No, the merely semi-attractive women — the ones for whom finding dates is actual work — have no one to champion them, no one like Mae West or Bette Davis to star in movies where they’re adored as beautiful and desirable beyond words while all the straight men in the room go “What? I don’t get it.” Instead, the non-goddesses have to make do with martyrdom, the dregs of the coffee cup. I guess the closest we have at the moment are those British soul singer tarts across the sea, but I’m too old to know anything about that.
All I know is, I watch Bette in some of these DVDs, like Now Voyager, and I long for the blurriness of VHS. As our world moves more and more to high definition and blu-ray, that eye of the beholder is going to see some things better left obscured by Blanche’s paper lantern, that’s all I’m saying, with all the format changes. Even the most airbrushed and metallic of goddesses won’t catch any fanboys if they can see “that” much. You know what I mean, bro? Do I got to underline it in highlighter marker? Darkness makes everyone equally attractive. It’s key! The high-def future will mean the end of sex for all but the supermodels. The rest of us will punch our way through days so gray and isolated they make Gilliam’s Brazil look like Christmas with Bing Crosby. No matter how lovely you think you are, we’ll be able to see into your pores from the back row.
Spend some time in France or England and you’ll see a whole different approach to casual hooking up for sex. It’s not that big a deal. People feel better, eat better, look better, when they’re having steady sexual relations, say twice a week minimum. In America, somewhere along the line we got the idea that it’s better not to have sex unless the partner is gorgeous, rich, famous, or you’re very drunk; otherwise, we’re “saving” ourselves. If we take home someone unattractive, we slump home the next day, guilty, as if we were so hungry and poor we ended up eating at McDonald’s and now feel sick.

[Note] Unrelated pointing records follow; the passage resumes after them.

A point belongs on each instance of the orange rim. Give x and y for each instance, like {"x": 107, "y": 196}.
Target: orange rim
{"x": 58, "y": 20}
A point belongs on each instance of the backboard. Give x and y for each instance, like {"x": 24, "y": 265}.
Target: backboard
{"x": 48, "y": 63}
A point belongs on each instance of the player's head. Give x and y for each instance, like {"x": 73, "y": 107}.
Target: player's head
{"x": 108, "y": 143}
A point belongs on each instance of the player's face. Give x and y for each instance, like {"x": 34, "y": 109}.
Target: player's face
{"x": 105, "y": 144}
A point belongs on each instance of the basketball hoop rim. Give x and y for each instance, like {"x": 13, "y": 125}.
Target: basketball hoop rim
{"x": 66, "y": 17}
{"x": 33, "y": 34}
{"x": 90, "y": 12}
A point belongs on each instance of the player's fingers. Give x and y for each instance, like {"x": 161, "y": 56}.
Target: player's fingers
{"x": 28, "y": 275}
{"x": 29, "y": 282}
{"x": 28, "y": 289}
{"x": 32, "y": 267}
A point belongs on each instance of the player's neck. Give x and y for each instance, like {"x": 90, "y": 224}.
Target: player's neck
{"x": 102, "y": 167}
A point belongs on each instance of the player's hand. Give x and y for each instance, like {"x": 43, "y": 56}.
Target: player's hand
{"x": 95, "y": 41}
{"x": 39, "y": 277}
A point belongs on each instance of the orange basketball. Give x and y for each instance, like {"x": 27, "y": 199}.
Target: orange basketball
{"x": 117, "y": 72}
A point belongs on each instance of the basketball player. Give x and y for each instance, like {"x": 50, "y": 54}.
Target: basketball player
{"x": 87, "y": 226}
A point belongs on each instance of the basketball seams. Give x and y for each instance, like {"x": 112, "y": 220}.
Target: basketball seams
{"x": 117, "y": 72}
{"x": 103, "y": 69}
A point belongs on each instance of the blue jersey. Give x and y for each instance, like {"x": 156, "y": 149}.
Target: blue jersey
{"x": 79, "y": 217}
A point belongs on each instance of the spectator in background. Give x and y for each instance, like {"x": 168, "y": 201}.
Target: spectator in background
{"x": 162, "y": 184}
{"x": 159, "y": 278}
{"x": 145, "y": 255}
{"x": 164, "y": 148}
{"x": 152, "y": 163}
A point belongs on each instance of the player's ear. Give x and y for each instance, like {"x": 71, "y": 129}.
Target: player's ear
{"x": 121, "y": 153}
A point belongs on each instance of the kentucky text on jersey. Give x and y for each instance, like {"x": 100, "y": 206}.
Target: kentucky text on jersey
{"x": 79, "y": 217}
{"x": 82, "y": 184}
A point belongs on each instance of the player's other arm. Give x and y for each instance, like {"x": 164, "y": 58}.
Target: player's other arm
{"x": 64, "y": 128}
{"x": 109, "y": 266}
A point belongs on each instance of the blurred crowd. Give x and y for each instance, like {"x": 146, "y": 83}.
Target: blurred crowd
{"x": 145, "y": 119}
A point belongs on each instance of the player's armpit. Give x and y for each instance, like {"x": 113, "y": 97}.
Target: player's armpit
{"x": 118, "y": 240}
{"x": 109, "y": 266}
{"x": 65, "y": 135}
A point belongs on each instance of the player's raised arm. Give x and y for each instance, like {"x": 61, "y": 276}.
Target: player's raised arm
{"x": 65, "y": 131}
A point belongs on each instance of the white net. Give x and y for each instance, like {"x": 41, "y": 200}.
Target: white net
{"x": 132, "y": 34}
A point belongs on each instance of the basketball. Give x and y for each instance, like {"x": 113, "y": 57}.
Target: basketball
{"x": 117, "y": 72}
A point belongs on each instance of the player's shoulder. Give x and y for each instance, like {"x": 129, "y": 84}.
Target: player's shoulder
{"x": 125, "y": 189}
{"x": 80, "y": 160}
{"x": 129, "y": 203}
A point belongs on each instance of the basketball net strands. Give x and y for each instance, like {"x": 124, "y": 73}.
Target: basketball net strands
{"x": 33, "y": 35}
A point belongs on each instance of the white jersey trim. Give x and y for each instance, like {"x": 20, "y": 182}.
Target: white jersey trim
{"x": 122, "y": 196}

But we don’t really feel sick, my friends, that’s social conditioning! That’s why we need a Mae West or a Bette Davis (above) to come along and sashay their weight around, or smile their crooked teeth and still have Tyrone Power or Cary Grant grow mad with desire for them. Maybe we don’t want it, but we need it. We’re a nation that’s grown sexually anorexic. Help us, Mae! Show us how to enjoy our food again.